Kālavāda, a doctrine of time, emerges as one of the central themes in the Mahābhārata. Through this conceptual lens, time functions as a fundamental regulatory force governing the universe and determining varying manifestations of dharma (righteousness) across successive cosmic cycles (yugas). Crucially, within this system that Ya. Vassilkov calls “philosophy of heroic fatalism,” time transcends its conventional understanding and becomes a supreme arbiter of human destiny—an omnipotent force predetermining the outcomes of all actions.

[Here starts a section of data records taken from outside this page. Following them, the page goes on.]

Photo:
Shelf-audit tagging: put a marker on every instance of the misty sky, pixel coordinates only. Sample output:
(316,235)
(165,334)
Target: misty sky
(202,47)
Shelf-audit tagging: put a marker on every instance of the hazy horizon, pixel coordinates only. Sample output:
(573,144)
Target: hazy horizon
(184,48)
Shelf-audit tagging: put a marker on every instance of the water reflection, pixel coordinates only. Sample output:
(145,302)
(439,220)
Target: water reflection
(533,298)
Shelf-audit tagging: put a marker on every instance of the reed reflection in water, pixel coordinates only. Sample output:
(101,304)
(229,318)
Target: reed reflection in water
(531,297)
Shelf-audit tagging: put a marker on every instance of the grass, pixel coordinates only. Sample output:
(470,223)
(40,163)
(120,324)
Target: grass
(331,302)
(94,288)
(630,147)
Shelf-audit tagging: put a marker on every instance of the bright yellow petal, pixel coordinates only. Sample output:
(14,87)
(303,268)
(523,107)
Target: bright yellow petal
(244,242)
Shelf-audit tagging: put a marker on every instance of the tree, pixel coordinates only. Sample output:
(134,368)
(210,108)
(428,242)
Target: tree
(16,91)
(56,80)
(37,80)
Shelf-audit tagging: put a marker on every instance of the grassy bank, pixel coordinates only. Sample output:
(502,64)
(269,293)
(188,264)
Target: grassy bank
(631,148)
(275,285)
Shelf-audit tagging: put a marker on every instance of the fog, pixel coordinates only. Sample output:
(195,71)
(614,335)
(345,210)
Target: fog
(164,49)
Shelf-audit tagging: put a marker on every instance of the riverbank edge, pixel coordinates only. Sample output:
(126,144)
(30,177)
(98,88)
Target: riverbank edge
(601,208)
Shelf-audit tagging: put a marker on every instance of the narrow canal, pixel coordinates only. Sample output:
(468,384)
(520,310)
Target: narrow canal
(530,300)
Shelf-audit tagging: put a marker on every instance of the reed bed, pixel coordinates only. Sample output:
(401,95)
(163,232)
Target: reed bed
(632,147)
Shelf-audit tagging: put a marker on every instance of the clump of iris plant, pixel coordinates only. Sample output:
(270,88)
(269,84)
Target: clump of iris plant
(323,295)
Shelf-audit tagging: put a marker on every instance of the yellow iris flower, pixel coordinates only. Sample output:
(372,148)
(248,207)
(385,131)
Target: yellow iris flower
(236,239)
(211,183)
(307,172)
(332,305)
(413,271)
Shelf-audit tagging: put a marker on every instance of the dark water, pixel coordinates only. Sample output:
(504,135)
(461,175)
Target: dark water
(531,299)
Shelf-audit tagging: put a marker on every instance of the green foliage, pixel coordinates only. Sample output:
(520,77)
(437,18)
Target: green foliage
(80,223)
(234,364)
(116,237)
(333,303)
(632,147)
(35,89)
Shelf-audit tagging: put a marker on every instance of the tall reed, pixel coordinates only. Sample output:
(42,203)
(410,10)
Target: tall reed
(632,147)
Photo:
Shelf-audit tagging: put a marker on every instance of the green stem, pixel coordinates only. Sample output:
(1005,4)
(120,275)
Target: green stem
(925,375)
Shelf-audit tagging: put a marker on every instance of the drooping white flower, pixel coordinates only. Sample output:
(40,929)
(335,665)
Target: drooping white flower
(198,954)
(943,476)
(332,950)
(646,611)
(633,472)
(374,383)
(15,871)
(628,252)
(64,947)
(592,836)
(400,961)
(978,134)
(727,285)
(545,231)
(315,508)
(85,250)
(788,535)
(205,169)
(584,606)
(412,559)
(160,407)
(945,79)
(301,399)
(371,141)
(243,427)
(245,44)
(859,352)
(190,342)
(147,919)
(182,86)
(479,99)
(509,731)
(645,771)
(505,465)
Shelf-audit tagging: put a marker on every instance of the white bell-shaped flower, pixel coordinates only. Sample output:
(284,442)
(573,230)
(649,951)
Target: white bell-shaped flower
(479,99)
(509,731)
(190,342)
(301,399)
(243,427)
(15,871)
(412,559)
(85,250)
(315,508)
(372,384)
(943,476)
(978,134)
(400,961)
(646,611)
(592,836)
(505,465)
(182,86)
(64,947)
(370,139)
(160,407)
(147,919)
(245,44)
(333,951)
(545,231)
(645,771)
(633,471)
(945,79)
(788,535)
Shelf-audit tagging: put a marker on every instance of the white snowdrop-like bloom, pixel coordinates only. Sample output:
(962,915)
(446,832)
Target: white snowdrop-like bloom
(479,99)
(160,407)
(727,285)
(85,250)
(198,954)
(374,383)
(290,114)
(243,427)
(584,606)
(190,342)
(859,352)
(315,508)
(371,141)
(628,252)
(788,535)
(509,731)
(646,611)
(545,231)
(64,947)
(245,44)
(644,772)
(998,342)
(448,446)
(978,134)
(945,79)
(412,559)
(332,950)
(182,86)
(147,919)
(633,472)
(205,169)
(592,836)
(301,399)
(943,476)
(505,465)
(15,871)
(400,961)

This paper engages with the conference’s presidential theme of ‘freedom’ by examining multiple complex tensions between human agency and cosmic predetermination that permeate the Mahābhārata. The investigation centers on several fundamental questions: To what extent do epic heroes exercise genuine autonomy? What forces ultimately determine their actions and afterlife? And perhaps most critically, how might we understand the concept of freedom within the Mahābhārata’s distinctive cosmological framework?